The Mudcat Café TM
Thread #121690   Message #2660483
Posted By: Don Firth
19-Jun-09 - 05:30 PM
Thread Name: hurt my guitar to tune it a step high?
Subject: RE: hurt my guitar to tune it a step high?
It's my understanding that string tension goes up exponentially. A guitar is built to handle a particular level of string tension, and tuning it a full step over what it is built to take can do all kinds of nasty things. Among other things, it can warp you neck or tear your bridge off. Also, you would increase the chances of string breakage, and when a string breaks, it can have the combined characteristics of a cheese cutter and a bullwhip. Not nice!

Don't do it!!   Find another way

There is not that much to learning to use a capo. It simply has the effect of shortening the neck of the guitar so that, with a capo on the second fret, if you play a D chord, it comes out an E chord. Simple as that.
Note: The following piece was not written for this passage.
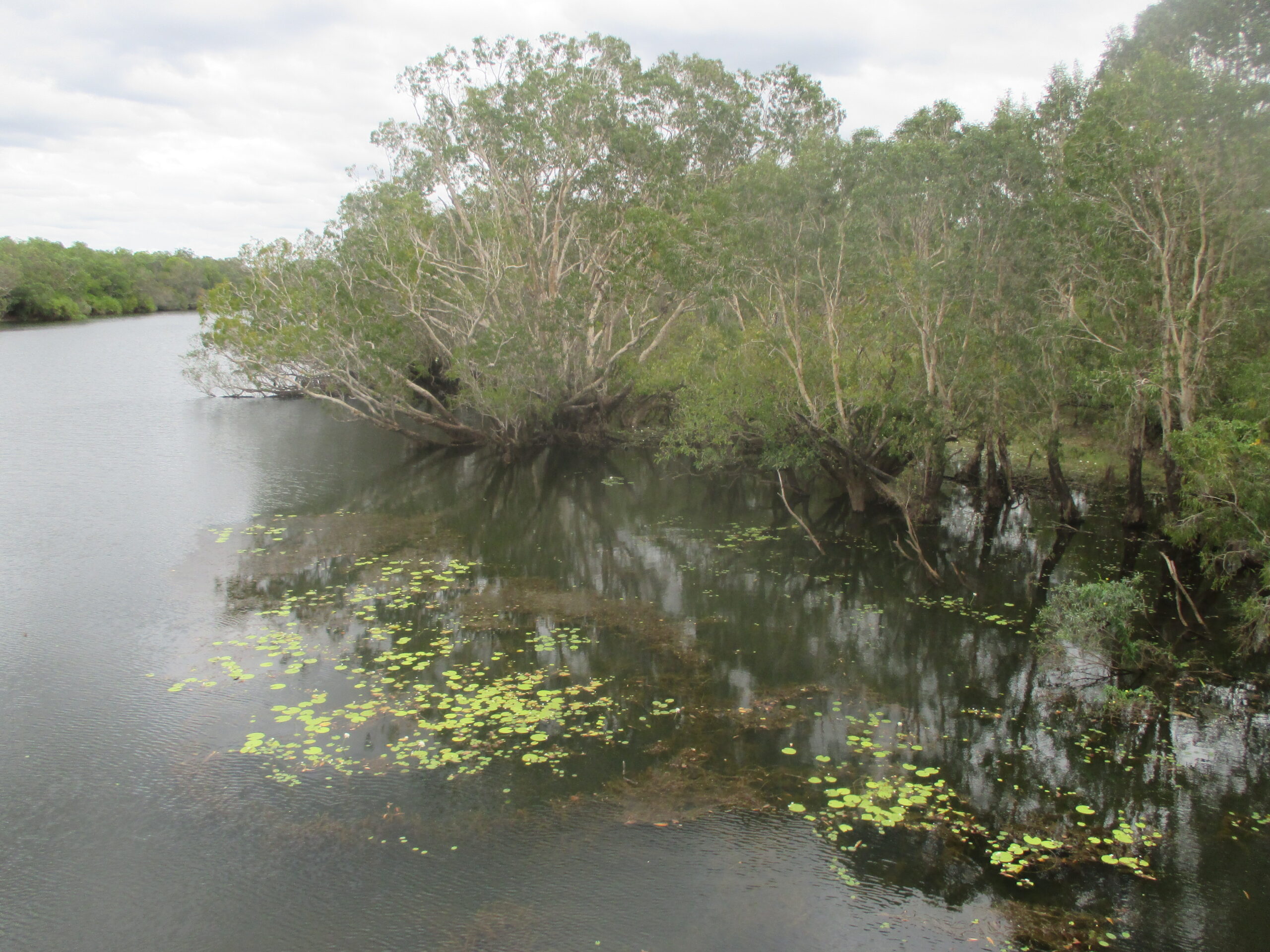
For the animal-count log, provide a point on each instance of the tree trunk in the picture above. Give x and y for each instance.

Get a good capo (I use a Shubb) and spend some time getting used to playing with it. Also, learn to play in at least two keys (C and G would be good, because you also have easily available relative minors: Am and Em).

If you get a Shubb capo, be sure you get the right one for your guitar. Most steel string guitars have a slightly curved fingerboard, so you need the slightly curved capo. But some guitars, such as classics and earlier designed parlor guitars have flat fingerboards so you need the straight one. Shubb makes both kinds. If you get the wrong one, it won't fret the strings evenly and you might get string-buzz.

But don't tune your guitar higher than it was built for. Concert pitch (440-A) maximum.

Don Firth

P. S. By the way, if the guitar is built for nylon strings (more lightly strutted than a steel string guitar and with no truss rod in the neck) the effect of tuning the strings higher than normal can be just as damaging.